A new report published by Boston’s Institute for Clinical and Economic Review (ICER) concludes that two pricey new CAR-T cell therapies, Novartis AG’s Kymriah (tisagenlecleucel) and Gilead Sciences Inc.’s Yescarta (axicabtagene ciloleucel), both provided moderate certainty of a small to substantial net health benefit compared to commonly used chemotherapies or no therapy at all in their respective indications.
“While many medicines have U.S. prices that surpass the value they deliver, our analysis on these two CAR-T therapies underscores that certain medicines can have high prices and still be cost-effective for the health care system,” ICER representative David Whitrap told BioWorld. “Based on ICER’s extrapolation of the current survival curves, both Kymriah and Yescarta appear to be priced in line with the value they deliver to patients.”
A draft of the report, released Dec. 19 ahead of the final report’s arrival Feb. 15, drew mixed reviews from stakeholders, some of whom suggested it was premature considering the limited evidence on the therapies to date or that cost estimates cited might be off-base. Others expressed appreciation for the review and its potential contribution to debates over value-based pricing.
Both Kymriah and Yescarta were approved last year based on relatively small, single-arm designs with limited follow-up. (See BioWorld, Aug. 31, 2017, and Oct. 20, 2017.)
A March 2 meeting of the California Technology Assessment Forum, one of ICER’s three independent evidence appraisal committees, will host a vote on whether the new therapies offer long-term value for money and other issues. After that, the institute will release a summary including the committee’s votes, along with key policy recommendations arising from a roundtable discussion.
Whitrap said that he expects that questions about how to best construct outcomes-based contracts for CAR-T therapies and how indication-specific pricing might be implemented if the therapies are approved for additional indications are likely to draw particular interest during the meeting. Questions about what an appropriate physician markup should be for the administration of the treatments and how payers will cope with the budget impact of both approved and forthcoming CAR-T therapies, are also likely to arise, he said.

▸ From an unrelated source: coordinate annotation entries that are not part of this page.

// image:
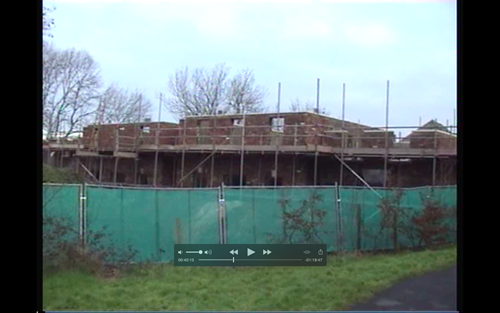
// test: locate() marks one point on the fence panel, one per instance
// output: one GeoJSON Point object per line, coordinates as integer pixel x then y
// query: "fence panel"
{"type": "Point", "coordinates": [151, 221]}
{"type": "Point", "coordinates": [63, 201]}
{"type": "Point", "coordinates": [256, 215]}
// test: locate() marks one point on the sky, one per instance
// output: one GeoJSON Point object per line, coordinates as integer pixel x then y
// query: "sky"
{"type": "Point", "coordinates": [362, 44]}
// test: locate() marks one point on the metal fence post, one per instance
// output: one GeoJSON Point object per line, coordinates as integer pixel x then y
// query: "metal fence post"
{"type": "Point", "coordinates": [222, 215]}
{"type": "Point", "coordinates": [338, 206]}
{"type": "Point", "coordinates": [82, 213]}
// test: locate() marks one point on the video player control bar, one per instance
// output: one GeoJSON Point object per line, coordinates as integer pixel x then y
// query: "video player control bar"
{"type": "Point", "coordinates": [250, 255]}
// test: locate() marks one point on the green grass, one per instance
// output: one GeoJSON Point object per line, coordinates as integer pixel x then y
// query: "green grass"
{"type": "Point", "coordinates": [343, 282]}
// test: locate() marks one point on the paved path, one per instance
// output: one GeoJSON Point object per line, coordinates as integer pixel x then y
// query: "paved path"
{"type": "Point", "coordinates": [436, 291]}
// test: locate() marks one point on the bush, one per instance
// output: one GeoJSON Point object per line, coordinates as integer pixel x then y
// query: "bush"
{"type": "Point", "coordinates": [63, 250]}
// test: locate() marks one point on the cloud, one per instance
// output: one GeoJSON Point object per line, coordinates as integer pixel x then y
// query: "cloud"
{"type": "Point", "coordinates": [218, 22]}
{"type": "Point", "coordinates": [370, 35]}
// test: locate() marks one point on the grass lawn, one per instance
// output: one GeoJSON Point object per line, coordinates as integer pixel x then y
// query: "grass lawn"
{"type": "Point", "coordinates": [345, 281]}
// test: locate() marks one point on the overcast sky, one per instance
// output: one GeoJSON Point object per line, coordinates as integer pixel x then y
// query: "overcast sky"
{"type": "Point", "coordinates": [139, 44]}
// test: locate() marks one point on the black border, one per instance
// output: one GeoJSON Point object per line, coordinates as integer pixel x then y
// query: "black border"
{"type": "Point", "coordinates": [38, 132]}
{"type": "Point", "coordinates": [460, 155]}
{"type": "Point", "coordinates": [460, 158]}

ICER’s review found that using Kymriah to treat children with relapsed or refractory B-cell acute lymphoblastic leukemia (ALL) instead of the previous standard of care increases health care costs by about $330,000, but extends life by eight years. Using Yescarta instead of chemotherapy to treat adults with relapsed or refractory B-cell lymphoma increases health costs by $460,000 but extends life by four years, the institute said.
The institutes’s value-based price benchmark for Kymriah, including its estimated mark-up to administer the therapy, is between $1,162,563 and $1,688,232. A price above that range would exceed common thresholds for cost-effectiveness, Whitrap said. ICER’s value-based price benchmark for Yescarta, including estimated markup, is between $340,797 and $524,015.

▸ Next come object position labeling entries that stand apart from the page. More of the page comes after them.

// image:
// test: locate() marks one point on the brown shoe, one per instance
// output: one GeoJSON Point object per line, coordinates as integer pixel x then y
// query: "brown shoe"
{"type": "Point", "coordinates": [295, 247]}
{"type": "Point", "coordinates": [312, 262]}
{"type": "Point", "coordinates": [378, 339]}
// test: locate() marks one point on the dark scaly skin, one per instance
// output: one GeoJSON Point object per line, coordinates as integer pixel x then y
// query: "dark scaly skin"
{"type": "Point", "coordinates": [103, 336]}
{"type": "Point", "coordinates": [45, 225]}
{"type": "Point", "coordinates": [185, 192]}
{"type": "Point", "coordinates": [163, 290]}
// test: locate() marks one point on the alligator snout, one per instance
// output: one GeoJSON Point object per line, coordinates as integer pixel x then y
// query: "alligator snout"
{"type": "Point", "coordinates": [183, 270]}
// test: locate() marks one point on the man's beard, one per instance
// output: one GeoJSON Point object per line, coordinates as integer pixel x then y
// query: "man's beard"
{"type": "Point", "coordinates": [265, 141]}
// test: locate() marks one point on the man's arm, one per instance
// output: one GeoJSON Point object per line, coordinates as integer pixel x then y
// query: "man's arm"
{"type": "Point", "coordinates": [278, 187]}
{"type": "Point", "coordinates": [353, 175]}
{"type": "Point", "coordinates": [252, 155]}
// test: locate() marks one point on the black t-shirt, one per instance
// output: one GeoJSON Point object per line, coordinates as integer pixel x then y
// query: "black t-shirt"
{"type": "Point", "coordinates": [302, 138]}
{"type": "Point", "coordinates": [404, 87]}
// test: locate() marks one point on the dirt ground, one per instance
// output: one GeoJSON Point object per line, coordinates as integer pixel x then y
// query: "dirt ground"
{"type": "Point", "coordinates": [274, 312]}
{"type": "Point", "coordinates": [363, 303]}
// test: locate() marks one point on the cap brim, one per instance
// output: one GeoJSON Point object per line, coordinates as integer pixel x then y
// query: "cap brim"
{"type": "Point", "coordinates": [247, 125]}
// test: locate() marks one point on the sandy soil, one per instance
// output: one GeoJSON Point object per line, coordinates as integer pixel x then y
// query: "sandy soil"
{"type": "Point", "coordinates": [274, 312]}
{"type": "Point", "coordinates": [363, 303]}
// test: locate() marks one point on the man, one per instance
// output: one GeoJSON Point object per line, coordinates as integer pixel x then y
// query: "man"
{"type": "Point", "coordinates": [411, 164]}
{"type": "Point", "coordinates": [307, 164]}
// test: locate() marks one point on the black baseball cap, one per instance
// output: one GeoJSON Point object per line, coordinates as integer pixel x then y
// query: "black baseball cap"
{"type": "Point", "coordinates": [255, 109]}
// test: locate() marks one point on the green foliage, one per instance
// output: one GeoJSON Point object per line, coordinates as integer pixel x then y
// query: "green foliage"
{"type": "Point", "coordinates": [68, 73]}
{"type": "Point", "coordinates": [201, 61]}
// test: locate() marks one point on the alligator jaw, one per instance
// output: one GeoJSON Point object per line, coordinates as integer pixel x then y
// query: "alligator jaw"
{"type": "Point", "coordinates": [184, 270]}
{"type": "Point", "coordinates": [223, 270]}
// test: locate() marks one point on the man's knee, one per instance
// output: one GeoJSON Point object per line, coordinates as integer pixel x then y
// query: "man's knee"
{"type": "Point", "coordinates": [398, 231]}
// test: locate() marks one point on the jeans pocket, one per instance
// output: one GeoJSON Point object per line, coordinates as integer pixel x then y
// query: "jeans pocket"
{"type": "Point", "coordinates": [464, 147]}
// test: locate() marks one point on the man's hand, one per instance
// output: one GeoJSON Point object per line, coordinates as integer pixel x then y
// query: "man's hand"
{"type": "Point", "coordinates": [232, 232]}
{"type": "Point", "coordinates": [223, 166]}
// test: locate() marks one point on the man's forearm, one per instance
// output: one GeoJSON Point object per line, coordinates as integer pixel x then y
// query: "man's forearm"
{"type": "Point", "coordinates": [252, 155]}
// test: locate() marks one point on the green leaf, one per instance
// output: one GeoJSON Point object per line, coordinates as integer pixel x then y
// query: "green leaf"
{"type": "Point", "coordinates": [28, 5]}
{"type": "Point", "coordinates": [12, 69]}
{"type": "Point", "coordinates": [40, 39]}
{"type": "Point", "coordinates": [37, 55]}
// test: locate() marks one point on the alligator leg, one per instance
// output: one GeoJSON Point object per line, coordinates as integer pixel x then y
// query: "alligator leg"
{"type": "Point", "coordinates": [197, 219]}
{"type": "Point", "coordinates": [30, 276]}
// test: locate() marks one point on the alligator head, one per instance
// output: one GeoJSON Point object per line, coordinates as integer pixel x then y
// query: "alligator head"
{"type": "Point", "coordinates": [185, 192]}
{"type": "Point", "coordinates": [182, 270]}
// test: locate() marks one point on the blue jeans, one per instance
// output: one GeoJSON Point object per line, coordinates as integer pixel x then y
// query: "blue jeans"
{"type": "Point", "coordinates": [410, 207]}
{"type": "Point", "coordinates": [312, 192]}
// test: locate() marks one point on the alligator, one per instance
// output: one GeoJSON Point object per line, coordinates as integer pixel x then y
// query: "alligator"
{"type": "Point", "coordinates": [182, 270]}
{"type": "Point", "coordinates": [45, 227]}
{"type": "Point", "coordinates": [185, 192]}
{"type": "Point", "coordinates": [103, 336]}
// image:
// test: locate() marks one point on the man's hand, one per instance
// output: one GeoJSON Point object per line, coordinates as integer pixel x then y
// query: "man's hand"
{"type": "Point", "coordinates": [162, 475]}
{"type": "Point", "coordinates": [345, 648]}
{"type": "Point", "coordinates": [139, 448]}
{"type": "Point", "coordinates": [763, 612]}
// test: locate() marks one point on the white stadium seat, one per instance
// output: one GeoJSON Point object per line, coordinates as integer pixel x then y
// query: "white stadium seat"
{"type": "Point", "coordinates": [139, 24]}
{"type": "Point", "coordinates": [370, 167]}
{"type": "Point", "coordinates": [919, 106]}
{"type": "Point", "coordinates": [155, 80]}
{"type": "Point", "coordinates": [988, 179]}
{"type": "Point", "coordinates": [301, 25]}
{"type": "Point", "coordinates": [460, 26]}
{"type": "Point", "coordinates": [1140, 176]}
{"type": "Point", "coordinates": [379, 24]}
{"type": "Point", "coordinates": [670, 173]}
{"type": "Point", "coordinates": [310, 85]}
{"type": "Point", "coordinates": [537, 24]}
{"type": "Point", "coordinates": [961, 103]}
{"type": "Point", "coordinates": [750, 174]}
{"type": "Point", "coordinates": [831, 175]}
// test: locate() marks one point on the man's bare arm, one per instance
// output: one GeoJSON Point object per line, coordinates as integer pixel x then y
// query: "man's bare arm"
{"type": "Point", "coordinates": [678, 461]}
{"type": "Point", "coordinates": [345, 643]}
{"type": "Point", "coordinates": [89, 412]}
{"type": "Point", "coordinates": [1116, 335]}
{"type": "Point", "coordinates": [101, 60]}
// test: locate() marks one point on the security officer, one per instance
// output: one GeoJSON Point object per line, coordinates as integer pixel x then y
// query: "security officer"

The cost-effectiveness of each therapy fell below or within commonly cited thresholds of $50,000-$150,000 per quality-adjusted life year, ICER said.
The report assumes that a hospital markup for the therapies is not included as part of outcomes-based contracts between the therapies’ manufacturers and the payers, such that payment from the payer to the hospital for the markup would occur regardless of whether or not patients respond. Kymriah was launched with an outcomes-based pricing arrangement with the Centers for Medicare & Medicaid Services, while Gilead has yet to adopt such a model for Yescarta, though has suggested it would be open to entering value- or outcomes-based payment contracts with payers on a case-by-case basis.
Yescarta was developed by Santa Monica, Calif.-based Kite Pharma Inc., which in August attracted an $11.9 billion acquisition deal from Foster City, Calif.-based Gilead. (See BioWorld, Aug. 29, 2017.)
In comments submitted based on the draft report, Kite wrote that “the eligibility and uptake of Yescarta will not lead to a substantial budget impact” and voiced concern that “ICER’s estimate of the eligible population for Yescarta likely overestimates the actual number of patients who will receive treatment.”
In response to a similar complaint from Novartis, ICER recalculated the size of the eligible population of Kymriah to 400 patients annually from an earlier 617.
The Leukemia & Lymphoma Society also weighed in on the report. Gwen Nichols, the group’s chief medical officer, told BioWorld that “CAR-T therapy is clearly costly but particularly in the case of children, the value is very clear. A leukemia diagnosis is incredibly disruptive for the life of a child who must undergo repeated cycles of treatments, infusions, time away from family, home and school, over multiple years.”
When standard therapy doesn’t work, CAR-T therapies can give kids a chance to have a normal life after a one-time infusion, she said. “LLS continues to support research on CAR-T and other immunotherapeutic approaches that will provide less complex (and thus less costly) therapies with even greater safety and efficacy,” she added.
ICER’s final evidence report, accompanying voting questions, public comments and the institute’s response are available on the group’s website. The meeting of the California Technology Assessment Forum is on March 2 in Oakland, Calif.